Et maintenant, que faire pour se qualifier ?
Quant au match de mardi, on peut s’attendre à beaucoup de scénarios. Quelles vont être les idées de jeu mises en place par Emery ? Quel sera le comportement des joueurs sur le terrain ? Vont-ils tout donner pour se qualifier ? Une chose est sûre : Unai a déjà son plan en tête et s’apprête à jouer le match le plus important de sa carrière.
Pour ce qui est du terrain, il va falloir appliquer les idées précédemment expliquées à la lettre.
Premièrement, le pressing. Lors de ses différentes confrontations à ses débuts au pays, l’entraîneur espagnol a toujours voulu faire jouer ses équipes très haut sur le terrain, notamment face au Real, pour aspirer les joueurs madrilènes et rendre la construction impossible. Bien sûr, le risque est important car la qualité des madrilènes peut leur permettre de se défaire rapidement de la pression émise, et d’utiliser les espaces dans le dos des Parisiens. Mais il faut se rappeler qu’énormément de joueurs du Real devraient être absents au match retour (au moment où nous rédigeons cet article) : Marcelo, Kroos et Modric. La qualité technique se réduit, et amène la possibilité de provoquer une erreur du double pivot Kovacic-Casemiro.
Il faut aussi être vigilant au positionnement des centraux parisiens : si le pressing se met en place (en bloc haut ou médian), il va falloir faire attention à la profondeur pour ne pas courir vers le but. L’objectif étant de rester compact et mobile pour que les lignes soient le plus proche possible, et que les phases de transition soient très vite exploitées.
Rappelons-nous d’ailleurs des méthodes défensives employées par le Barça de Valverde, lors de sa victoire au Bernabeu, avec nos confrères de Culture PSG.
Avec le ballon, Paris n’aura pas le choix : il va falloir prendre le plus de risques possibles. Sans Neymar, on peut penser que ça ne sera pas le cas, mais en titularisant Di Maria ou Draxler, le club parisien peut être libéré d’un poids créant la différence collective. Si on se souvient bien, au Bernabeu, les deux ailiers n’ont servi aucun ballon à Cavani. Du coup, l’ancien joueur de Naples a dû ramasser les miettes avec une frappe dans l’axe, après un contre défavorable pour les Madrilènes. Pour marquer, il faut offrir des possibilités à sa meilleure gâchette de la saison, et la mettre dans de bonnes conditions lors de la rencontre.
Au niveau du placement, la largeur doit être plus exploitée ainsi que les halfspaces adverses.
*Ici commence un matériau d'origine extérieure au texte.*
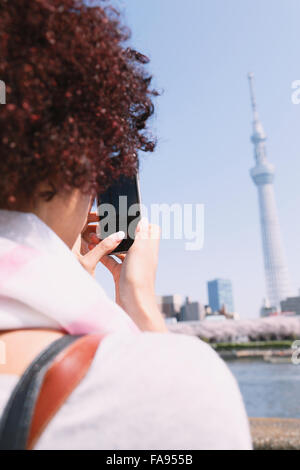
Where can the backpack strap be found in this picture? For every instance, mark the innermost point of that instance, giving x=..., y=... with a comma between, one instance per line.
x=43, y=388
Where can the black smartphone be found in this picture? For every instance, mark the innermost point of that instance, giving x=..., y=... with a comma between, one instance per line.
x=119, y=209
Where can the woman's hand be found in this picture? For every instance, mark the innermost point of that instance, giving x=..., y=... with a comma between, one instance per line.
x=134, y=274
x=89, y=249
x=134, y=278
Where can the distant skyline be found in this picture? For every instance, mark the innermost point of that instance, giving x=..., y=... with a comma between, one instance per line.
x=201, y=52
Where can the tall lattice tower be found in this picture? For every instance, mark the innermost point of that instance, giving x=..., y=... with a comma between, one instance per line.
x=277, y=275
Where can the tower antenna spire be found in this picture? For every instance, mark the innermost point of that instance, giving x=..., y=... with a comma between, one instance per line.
x=252, y=94
x=276, y=269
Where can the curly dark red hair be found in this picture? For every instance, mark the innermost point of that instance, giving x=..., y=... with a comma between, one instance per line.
x=78, y=99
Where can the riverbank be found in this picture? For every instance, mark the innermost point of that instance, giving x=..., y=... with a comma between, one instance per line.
x=275, y=433
x=270, y=351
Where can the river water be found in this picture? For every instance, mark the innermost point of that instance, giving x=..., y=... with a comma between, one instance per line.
x=269, y=390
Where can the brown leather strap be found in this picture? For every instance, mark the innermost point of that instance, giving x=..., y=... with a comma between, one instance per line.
x=66, y=372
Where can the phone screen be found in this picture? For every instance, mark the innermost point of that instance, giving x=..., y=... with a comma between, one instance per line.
x=119, y=208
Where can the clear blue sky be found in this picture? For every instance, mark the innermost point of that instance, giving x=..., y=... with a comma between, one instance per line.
x=201, y=51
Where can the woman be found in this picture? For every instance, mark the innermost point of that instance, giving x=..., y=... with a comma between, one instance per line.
x=78, y=102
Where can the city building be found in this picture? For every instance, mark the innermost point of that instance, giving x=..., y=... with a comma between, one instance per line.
x=268, y=310
x=220, y=295
x=291, y=305
x=276, y=270
x=192, y=311
x=170, y=305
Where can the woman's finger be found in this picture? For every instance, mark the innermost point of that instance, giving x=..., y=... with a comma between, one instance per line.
x=93, y=217
x=107, y=246
x=90, y=234
x=121, y=256
x=110, y=263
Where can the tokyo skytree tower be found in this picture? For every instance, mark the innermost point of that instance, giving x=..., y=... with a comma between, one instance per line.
x=276, y=270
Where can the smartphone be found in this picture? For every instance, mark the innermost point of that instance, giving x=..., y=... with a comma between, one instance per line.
x=119, y=208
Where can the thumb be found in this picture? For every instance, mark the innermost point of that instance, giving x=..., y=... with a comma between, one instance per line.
x=104, y=248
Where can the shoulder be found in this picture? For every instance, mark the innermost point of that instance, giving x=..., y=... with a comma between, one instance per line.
x=153, y=391
x=181, y=379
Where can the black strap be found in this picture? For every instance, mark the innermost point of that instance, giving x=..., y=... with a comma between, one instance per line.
x=17, y=415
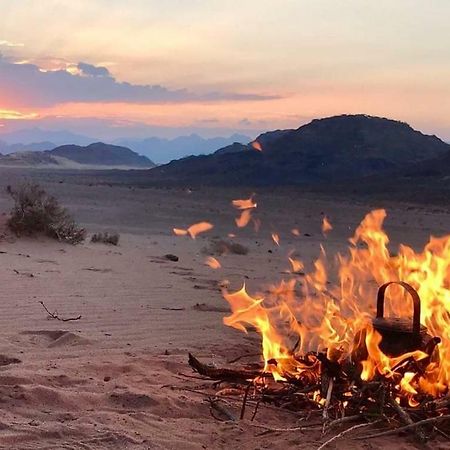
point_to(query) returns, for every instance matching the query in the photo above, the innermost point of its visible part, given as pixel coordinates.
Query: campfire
(364, 336)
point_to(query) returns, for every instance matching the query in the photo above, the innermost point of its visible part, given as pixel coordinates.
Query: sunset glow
(136, 64)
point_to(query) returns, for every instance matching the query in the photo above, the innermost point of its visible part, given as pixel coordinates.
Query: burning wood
(321, 350)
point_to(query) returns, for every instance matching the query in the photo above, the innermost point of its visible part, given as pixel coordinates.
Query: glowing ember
(244, 204)
(326, 226)
(276, 238)
(194, 229)
(213, 263)
(336, 318)
(296, 265)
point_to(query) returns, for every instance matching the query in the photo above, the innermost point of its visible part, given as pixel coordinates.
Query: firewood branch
(54, 315)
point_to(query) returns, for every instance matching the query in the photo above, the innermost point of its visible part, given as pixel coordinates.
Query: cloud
(94, 71)
(29, 85)
(4, 43)
(245, 122)
(7, 114)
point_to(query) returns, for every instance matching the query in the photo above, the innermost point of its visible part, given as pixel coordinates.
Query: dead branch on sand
(54, 315)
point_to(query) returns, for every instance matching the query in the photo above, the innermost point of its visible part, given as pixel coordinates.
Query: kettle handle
(416, 303)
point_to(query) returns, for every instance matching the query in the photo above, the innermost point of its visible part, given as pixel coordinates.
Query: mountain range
(75, 156)
(162, 151)
(341, 150)
(159, 150)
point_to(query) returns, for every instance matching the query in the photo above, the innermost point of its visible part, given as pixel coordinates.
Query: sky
(113, 68)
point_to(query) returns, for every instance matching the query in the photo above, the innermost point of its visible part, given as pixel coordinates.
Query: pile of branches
(37, 212)
(346, 400)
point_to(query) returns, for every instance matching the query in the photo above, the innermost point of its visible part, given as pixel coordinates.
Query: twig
(223, 374)
(411, 426)
(343, 433)
(244, 401)
(325, 414)
(249, 355)
(54, 315)
(343, 420)
(284, 430)
(406, 419)
(255, 410)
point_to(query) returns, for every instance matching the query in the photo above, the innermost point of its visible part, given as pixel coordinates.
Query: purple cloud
(31, 86)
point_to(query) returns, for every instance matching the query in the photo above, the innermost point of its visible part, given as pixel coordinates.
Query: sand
(118, 377)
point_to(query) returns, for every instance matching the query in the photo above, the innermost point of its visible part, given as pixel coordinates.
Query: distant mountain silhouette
(99, 153)
(57, 137)
(164, 150)
(6, 148)
(325, 151)
(72, 156)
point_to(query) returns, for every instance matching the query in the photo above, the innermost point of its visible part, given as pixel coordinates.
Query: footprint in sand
(132, 400)
(55, 338)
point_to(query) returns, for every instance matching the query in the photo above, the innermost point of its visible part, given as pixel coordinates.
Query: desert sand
(118, 378)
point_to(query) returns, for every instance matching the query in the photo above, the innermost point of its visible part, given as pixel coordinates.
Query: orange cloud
(7, 114)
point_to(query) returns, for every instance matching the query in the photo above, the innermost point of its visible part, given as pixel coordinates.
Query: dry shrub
(219, 247)
(37, 212)
(106, 238)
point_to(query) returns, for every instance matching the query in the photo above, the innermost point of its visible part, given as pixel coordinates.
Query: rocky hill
(334, 149)
(97, 155)
(100, 154)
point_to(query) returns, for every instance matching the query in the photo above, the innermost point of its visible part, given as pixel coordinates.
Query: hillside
(101, 154)
(97, 155)
(162, 150)
(329, 150)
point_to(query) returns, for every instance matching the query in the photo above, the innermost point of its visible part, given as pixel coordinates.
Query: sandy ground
(118, 378)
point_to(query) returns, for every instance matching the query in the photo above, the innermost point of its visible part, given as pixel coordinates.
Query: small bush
(106, 238)
(37, 212)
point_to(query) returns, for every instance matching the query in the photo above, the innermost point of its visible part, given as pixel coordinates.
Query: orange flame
(194, 229)
(326, 226)
(243, 220)
(213, 263)
(319, 316)
(296, 265)
(276, 238)
(247, 203)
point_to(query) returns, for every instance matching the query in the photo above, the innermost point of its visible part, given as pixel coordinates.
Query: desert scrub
(37, 212)
(106, 238)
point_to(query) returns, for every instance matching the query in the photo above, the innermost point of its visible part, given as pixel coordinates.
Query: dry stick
(55, 316)
(244, 401)
(342, 420)
(222, 373)
(328, 400)
(406, 419)
(432, 420)
(255, 410)
(284, 430)
(343, 433)
(248, 355)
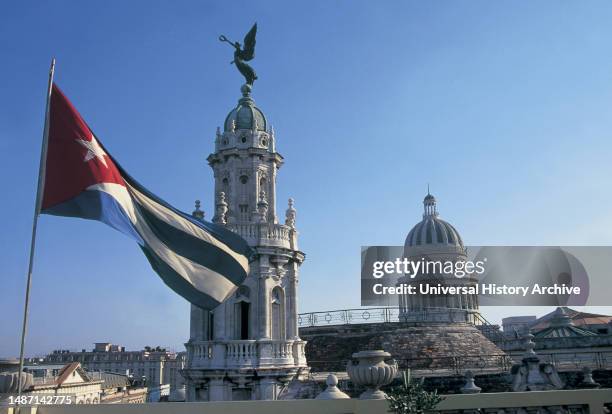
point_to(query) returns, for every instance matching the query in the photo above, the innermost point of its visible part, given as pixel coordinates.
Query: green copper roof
(245, 114)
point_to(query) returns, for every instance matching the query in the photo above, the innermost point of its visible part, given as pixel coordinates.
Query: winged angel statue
(243, 54)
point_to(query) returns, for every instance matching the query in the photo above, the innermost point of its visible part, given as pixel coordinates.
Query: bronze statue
(244, 55)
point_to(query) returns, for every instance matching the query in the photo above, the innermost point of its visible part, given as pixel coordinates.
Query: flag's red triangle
(75, 160)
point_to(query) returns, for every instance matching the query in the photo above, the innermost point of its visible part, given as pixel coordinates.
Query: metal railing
(389, 314)
(486, 363)
(348, 316)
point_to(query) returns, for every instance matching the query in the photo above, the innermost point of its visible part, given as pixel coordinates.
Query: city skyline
(505, 111)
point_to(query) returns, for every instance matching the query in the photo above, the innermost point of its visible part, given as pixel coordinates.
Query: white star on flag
(94, 150)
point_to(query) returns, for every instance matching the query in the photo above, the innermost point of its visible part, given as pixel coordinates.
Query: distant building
(427, 331)
(516, 326)
(120, 389)
(69, 380)
(156, 365)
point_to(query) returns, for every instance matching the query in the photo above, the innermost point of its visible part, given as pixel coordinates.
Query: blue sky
(505, 108)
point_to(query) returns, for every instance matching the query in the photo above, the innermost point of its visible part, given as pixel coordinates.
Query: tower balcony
(266, 234)
(246, 354)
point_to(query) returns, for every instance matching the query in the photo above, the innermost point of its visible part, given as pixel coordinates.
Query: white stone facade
(249, 346)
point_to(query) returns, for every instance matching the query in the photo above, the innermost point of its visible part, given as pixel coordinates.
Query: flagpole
(39, 190)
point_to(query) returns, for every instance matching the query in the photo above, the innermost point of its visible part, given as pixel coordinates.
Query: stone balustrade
(578, 401)
(246, 353)
(267, 234)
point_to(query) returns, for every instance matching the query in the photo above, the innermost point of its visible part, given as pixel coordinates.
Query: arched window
(278, 313)
(242, 313)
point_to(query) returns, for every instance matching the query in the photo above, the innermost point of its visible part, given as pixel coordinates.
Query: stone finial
(290, 215)
(531, 375)
(221, 209)
(372, 372)
(197, 213)
(470, 387)
(529, 346)
(332, 392)
(587, 380)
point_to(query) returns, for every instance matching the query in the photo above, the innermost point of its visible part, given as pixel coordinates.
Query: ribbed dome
(432, 230)
(245, 114)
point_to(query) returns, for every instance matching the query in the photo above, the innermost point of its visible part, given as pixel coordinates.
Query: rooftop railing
(574, 401)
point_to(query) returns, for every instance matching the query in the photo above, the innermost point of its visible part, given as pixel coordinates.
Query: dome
(245, 114)
(432, 230)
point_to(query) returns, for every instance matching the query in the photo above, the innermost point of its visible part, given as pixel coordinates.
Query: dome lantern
(432, 230)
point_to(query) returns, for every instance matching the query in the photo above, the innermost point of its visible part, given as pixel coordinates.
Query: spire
(290, 215)
(197, 213)
(221, 209)
(429, 204)
(262, 206)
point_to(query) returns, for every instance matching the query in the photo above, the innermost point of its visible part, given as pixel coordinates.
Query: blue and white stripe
(202, 262)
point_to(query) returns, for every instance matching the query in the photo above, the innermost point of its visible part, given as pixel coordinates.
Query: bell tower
(249, 346)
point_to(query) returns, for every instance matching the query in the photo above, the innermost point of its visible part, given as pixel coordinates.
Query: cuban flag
(201, 261)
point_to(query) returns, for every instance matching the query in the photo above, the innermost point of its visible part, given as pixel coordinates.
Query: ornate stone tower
(248, 347)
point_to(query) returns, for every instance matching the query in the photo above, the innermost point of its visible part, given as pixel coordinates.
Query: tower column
(292, 324)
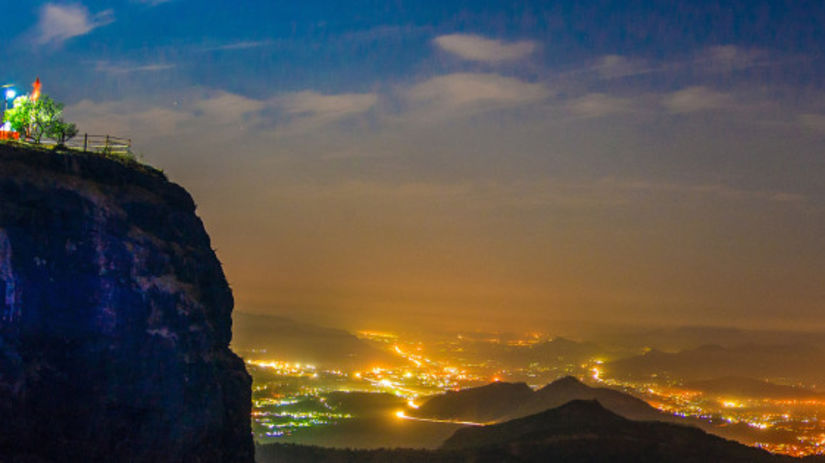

Depuis les blessures de Kroos et Modric, les Madrilènes s’organisent dans un 4-4-2 avec Kovacic et Casemiro : les halfspaces seront plus compliqués à contrôler pour eux s’ils arrivent avec ce dispositif au parc.
La passivité du milieu et le fait de jouer avec 3 milieux lors de la formation du bloc bas a fait la différence sur le but de Rabiot.
Paris peut énormément s'appuyer sur cet aspect, surtout avec Mbappé. pic.twitter.com/VStJChaRrU— Charaf (@CharafMD8) February 14, 2018
Avec la qualité de projection de Rabiot, le fait de fixer d’un côté et de renverser le plus rapidement possible peut permettre à l’international français, ou aux latéraux, d’être décisifs dans ce match, un peu comme face au Bayern avec Alves. De ce fait, les latéraux devront jouer haut sur le terrain, comme on a pu le voir précédemment, pour disposer d’une solution proche des 30 mètres adverses et obliger les joueurs offensifs espagnols à défendre.
La qualité est là, les idées seront présentes et l’ambiance sera au rendez-vous. Il ne manquera qu’une chose pour que cette soirée soit historique : la victoire par plus de deux buts d’écart.